This repository contains three scripts that enable the following:
- Download and resize images from a custom CSV file containing URLs to images.
- Use a pretrained CNN
InceptionV3
to train a classifier on the downloaded images. - Parse a new image through the trained model and predict the class of the image.
The original purpose of this project was to create a classifier that could classify different parts of a handbag, such as a brand label, zipper, made-in label, overall picture of the handbag and others.
The dataset used in this project contains ~78K images of 13 different handbag parts. The data, along with a JSON file representing image paths and labels can be downloaded via the link found in the submitted assignment document on the first page. Unfortunately, the full data could not be shared because the company that owns it considers it highly sensitive. Therefore, a subset of the data is provided for the purposes of reproducibility.
To use the code you need to adopt the following steps.
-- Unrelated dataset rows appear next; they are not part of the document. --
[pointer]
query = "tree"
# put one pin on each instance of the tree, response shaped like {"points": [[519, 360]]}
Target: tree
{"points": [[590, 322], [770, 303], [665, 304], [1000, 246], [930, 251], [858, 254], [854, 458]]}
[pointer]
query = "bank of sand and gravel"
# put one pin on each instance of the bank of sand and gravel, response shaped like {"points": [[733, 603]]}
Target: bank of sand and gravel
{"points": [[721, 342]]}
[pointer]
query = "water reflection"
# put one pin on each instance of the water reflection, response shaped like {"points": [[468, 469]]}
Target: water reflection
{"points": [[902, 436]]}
NOTE: There may be slight variations depending on the terminal and operating system you use. The following example is designed to work using the Visual Studio Code version 1.76.0 (Universal). The terminal code should therefore work using a unix-based bash. The avoid potential package conflicts, the setup.sh
bash files contains the steps necesarry to create a virtual environment for the project. The code has been thoroughly tested and verified to work on a Mac machine running macOS Ventura 13.1. However, it should also be compatible with other Unix-based systems such as Linux. If you encounter any issues or have questions regarding compatibility on other platforms, please let me know.
- Clone repository
- Run
setup.sh
- Run
datapull.py
or configure your data manually - Run
nn.py
- Run
pred.py
Clone repository using the following lines in the unix-based bash:
git clone https://github.com/sashapustota/pretrained-cnn-image-classification
cd pretrained-cnn-image-classification
The setup.sh
script is used to automate the installation of project dependencies and configuration of the environment. By running this script, you ensure consistent setup across different environments and simplify the process of getting the project up and running.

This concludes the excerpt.